J’ai parlé le 25 mars dernier du décret Bérard instaurant, en 1924, un programme identique au bac pour les garçons et les filles. Mais je n’avais pas encore parlé de l’ordonnance du 26 brumaire de l’an IX (1800) publiée par la Préfecture de police de Paris,  qui réglemente très strictement le port du pantalon pour les citoyennes (interdit jusque là).

Toute femme désirant s’habiller en homme doit se présenter à la Préfecture de police pour en obtenir l’autorisation.

Cette obligation a été partiellement levée par deux circulaires de 1892 et 1909, autorisant le port féminin du pantalon « si la femme tient par la main un guidon de bicyclette ou les rênes d’un cheval ».

En 2012, un sénateur publie une question écrite demandant l’abrogation totale de cette ordonnance.

Réponse du Ministère des droits des femmes publiée le 31/01/2013
La loi du 7 novembre 1800 évoquée dans la question est l’ordonnance du préfet de police Dubois n° 22 du 16 brumaire an IX (7 novembre 1800), intitulée « Ordonnance concernant le travestissement des femmes ». Pour mémoire, cette ordonnance visait avant tout à limiter l’accès des femmes à certaines fonctions ou métiers en les empêchant de se parer à l’image des hommes.
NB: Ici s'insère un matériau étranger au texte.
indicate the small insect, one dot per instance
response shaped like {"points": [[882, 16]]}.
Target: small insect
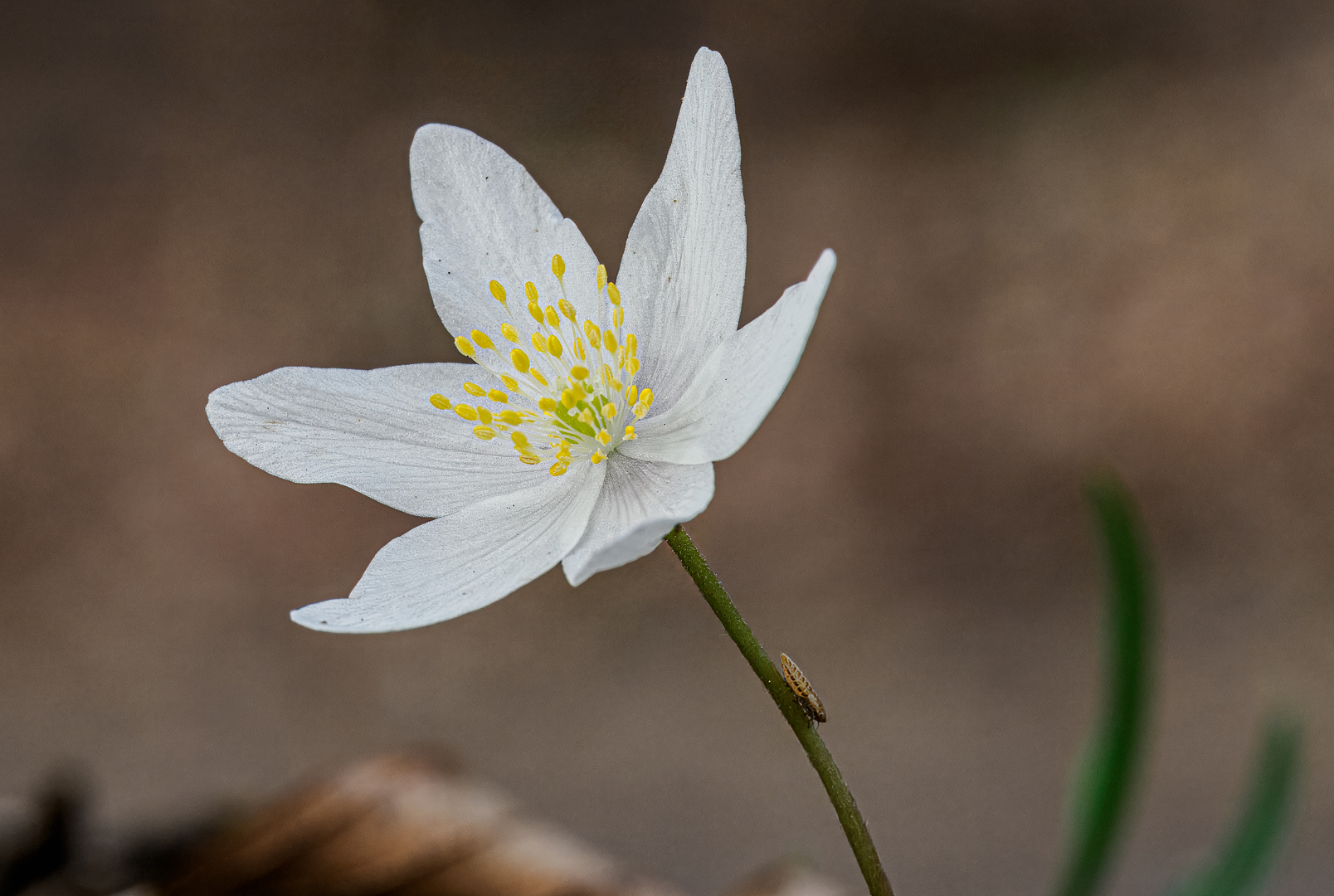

Cette ordonnance est incompatible avec les principes d’égalité entre les femmes et les hommes qui sont inscrits dans la Constitution et les engagements européens de la France, notamment le Préambule de la Constitution de 1946, l’article 1er de la Constitution et la Convention européenne des droits de l’homme. De cette incompatibilité découle l’abrogation implicite de l’ordonnance du 7 novembre qui est donc dépourvue de tout effet juridique et ne constitue qu’une pièce d’archives conservée comme telle par la Préfecture de police de Paris.
Publiée dans le JO Sénat du 31/01/2013 – page 339

J’ai découvert toute cette histoire grâce à un “franc original” qui aurait plu à Diderot et qui tient une boutique de vêtements de qualité pour tous les genres, nommée précisément 26 brumaire, et située au 26 avenue de la République à Paris.